T-20 was shown to be well-tolerated and twice-daily, subcutaneous administration of the drug was well accepted. While almost all (98%) patients on the T-20 arms of both TORO 1 and TORO 2 experienced injection site reactions, no more than 3.3% of patients in either study discontinued the treatment due to these reactions.

"Today a line has been drawn in the sand" said Dr. Bonaventura Clotet. "The T-20 TORO 1 and 2 studies have redefined the standard of care for pre-treated patients".

Early Access to T-20

In November 2001, Roche and Trimeris announced the initiation of the T-20 open-label safety study (T20-305) to provide T-20 to a further 450 adults and was recently expanded to include 50 children and adolescents. The study is ongoing and is being conducted in Australia, Brazil, Europe and North America. Roche and Trimeris remain on track to commence T-20 Early Access Programmes in this second half of 2002 when increased drug supply is expected to become available and will announce the full details of the programmes before the end of August. Roche is proceeding with filing registration packages for T-20 in the EU and US early in the second half of this year.

Editors' Note:

Study Design

TORO 2 (T-20 vs. Optimized Regimen Only), previously known as T20-302, and TORO 1 (previously known as T20-301) are randomized, open-label trials that enrolled approximately 1,000 patients at 112 centers worldwide. TORO 2 is being conducted in Australia, Belgium, France, Germany, Italy, The Netherlands, Spain, Sweden, Switzerland and the United Kingdom, TORO 1 is being conducted in North America and Brazil. Patients in the trials were treatment-experienced and/or had documented resistance to each of the three classes of currently-available antiretrovirals. In addition, each patient was required to have a plasma HIV-RNA level of greater than 5,000 copies/mL. Patients are expected to undergo treatment for 48 weeks, with an optional 48-week treatment extension. At entry, genotypic and phenotypic resistance testing was used to aid in the selection of an antiretroviral regimen, consisting of three to five drugs, including if appropriate, up to two newly approved or investigational drugs. After selection of the regimen, patients were randomized 2:1 to receive either the regimen in combination with T-20 or the regimen alone. Patients randomized to T-20 receive T-20 administered as one 90 mg subcutaneous self-injection twice-daily.

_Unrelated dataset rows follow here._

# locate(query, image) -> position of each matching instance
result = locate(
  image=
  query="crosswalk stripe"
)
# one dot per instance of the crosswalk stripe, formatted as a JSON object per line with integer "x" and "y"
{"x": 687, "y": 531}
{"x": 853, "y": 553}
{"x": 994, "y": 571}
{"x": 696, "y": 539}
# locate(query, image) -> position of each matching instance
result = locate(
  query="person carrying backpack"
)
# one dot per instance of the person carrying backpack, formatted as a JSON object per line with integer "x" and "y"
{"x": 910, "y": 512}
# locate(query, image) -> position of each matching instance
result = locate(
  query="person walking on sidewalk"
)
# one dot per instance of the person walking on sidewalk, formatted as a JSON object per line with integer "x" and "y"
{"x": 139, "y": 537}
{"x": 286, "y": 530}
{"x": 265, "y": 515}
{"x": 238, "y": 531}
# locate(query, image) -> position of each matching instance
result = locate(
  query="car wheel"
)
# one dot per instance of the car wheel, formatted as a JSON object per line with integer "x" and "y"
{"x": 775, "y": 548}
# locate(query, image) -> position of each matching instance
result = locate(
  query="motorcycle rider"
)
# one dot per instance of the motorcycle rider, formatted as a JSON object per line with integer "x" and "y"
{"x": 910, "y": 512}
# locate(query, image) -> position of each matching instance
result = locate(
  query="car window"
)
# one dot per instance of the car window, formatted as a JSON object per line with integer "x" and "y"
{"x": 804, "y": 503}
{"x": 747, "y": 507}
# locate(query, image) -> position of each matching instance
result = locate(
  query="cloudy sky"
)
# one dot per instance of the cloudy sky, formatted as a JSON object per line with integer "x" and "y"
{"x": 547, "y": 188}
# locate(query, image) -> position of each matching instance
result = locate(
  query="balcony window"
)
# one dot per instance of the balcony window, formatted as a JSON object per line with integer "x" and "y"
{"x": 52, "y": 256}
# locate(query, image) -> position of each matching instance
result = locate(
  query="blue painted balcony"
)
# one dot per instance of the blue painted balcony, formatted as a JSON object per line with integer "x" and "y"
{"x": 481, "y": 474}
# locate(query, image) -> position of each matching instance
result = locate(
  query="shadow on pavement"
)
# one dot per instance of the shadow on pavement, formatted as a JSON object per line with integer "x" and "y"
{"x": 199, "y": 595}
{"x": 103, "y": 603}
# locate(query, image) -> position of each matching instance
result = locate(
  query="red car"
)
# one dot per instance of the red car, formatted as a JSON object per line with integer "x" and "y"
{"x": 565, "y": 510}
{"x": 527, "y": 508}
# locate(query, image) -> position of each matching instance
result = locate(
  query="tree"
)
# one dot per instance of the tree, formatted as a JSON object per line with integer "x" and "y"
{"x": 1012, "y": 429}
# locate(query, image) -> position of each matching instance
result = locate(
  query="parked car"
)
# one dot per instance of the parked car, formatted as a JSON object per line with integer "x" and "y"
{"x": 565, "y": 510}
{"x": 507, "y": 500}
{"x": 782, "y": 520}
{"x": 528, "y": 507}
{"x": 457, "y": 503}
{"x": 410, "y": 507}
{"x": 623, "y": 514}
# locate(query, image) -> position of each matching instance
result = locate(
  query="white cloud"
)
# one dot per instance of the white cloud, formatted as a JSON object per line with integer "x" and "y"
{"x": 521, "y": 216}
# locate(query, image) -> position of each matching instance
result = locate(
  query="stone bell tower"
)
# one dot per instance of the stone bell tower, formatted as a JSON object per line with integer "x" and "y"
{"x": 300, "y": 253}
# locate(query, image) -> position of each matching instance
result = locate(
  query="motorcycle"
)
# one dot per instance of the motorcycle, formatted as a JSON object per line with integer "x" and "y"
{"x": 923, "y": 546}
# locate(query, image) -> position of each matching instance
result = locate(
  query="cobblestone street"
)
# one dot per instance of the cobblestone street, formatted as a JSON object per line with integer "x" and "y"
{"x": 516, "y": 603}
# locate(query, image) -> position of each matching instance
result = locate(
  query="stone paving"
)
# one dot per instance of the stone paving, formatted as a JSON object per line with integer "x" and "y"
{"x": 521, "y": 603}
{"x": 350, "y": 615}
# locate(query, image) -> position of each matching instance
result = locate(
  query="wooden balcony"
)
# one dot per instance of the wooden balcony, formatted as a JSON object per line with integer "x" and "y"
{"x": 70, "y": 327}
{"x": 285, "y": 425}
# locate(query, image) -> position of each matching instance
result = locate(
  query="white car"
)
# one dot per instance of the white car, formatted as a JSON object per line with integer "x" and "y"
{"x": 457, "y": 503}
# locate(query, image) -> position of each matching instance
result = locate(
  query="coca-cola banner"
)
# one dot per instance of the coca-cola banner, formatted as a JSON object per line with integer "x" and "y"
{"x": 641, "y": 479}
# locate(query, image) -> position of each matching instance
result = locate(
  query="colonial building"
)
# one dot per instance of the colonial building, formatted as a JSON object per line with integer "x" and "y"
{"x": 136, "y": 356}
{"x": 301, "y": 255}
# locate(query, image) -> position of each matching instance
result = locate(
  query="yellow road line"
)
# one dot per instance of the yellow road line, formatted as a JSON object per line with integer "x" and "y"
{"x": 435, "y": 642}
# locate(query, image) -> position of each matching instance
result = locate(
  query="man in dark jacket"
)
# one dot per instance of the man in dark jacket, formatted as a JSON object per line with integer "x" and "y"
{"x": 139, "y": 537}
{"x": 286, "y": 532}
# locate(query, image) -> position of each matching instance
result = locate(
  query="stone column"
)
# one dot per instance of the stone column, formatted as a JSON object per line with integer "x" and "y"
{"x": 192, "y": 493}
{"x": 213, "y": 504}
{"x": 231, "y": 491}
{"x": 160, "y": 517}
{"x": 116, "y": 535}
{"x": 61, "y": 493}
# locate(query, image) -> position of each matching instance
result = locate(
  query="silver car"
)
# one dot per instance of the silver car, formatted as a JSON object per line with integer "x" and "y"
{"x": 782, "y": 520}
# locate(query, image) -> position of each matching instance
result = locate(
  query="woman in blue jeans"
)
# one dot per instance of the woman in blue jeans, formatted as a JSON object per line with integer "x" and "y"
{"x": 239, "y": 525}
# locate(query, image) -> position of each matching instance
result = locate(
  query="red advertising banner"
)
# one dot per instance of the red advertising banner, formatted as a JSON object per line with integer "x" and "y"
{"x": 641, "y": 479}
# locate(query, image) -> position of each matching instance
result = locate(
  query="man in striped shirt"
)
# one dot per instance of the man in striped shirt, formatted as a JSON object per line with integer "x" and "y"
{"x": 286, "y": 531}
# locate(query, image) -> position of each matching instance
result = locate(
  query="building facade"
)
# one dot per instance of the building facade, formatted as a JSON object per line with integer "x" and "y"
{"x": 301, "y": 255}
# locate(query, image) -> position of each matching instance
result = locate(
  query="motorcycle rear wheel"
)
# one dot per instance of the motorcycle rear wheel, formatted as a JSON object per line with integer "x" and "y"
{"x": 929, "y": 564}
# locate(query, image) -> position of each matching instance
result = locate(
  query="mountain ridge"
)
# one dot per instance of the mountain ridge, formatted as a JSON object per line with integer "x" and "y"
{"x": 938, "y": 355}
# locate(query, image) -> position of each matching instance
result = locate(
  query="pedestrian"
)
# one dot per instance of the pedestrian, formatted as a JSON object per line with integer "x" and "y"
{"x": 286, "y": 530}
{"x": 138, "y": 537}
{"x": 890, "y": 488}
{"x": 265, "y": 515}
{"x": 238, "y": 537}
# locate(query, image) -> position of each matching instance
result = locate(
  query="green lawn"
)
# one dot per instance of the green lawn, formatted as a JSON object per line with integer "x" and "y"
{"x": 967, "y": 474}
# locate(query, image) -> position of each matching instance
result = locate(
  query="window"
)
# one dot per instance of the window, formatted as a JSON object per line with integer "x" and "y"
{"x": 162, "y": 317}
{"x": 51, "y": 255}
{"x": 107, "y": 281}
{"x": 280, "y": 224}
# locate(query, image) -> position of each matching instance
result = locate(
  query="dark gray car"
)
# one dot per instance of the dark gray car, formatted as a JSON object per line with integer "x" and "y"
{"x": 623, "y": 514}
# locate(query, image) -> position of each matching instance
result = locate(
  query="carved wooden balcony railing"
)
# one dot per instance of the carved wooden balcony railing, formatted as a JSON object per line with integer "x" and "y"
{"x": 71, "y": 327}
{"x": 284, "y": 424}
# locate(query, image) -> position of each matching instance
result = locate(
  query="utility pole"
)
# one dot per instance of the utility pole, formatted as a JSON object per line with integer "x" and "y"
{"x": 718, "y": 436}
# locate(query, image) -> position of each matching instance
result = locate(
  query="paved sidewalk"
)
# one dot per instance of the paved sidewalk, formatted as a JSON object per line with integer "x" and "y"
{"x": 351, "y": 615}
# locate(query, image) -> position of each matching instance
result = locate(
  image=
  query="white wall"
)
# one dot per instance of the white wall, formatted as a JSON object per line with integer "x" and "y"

Meeting the Growing Need For a New Class of HIV Drugs

One of the biggest challenges facing people living with HIV is resistance to currently available therapies. Thirty to fifty percent of patients are infected with a strain of the virus that has developed resistance to one or more antiretrovirals, thereby reducing the treatment options available to them. Roche and Trimeris are committed to discovering and developing treatments for patients in need of new options and expect to invest approximately half a billion U.S. dollars to bring fusion inhibitors to people living with HIV/AIDS.

Optimised background therapy

Optimised background therapy consists of an individually chosen anti-HIV drug combination selected from currently available drugs. The TORO studies demonstrate a significant additional reduction in HIV when T-20 is used with optimised background therapy, compared to an optimised background therapy alone.

Long-Term Commitment to HIV Research and Development

Roche and Trimeris are working together to mobilize the considerable resources required to support the rapid development of T-20, the first member of a new class of investigational anti-HIV drugs known as fusion inhibitors. T-20, currently in Phase III clinical trials, is the furthest along in clinical development in the entry inhibitor class. T-1249, a second generation fusion inhibitor being developed by Roche and Trimeris, is in Phase I/II clinical trials. Unlike existing AIDS drugs that work inside the cell and target viral enzymes involved in the replication of the virus, T-20 inhibits fusion of HIV with host cells before the virus enters the cell and begins its replication process. In June 2001, Roche and Trimeris announced a joint research agreement to identify and develop additional HIV fusion inhibitor peptides.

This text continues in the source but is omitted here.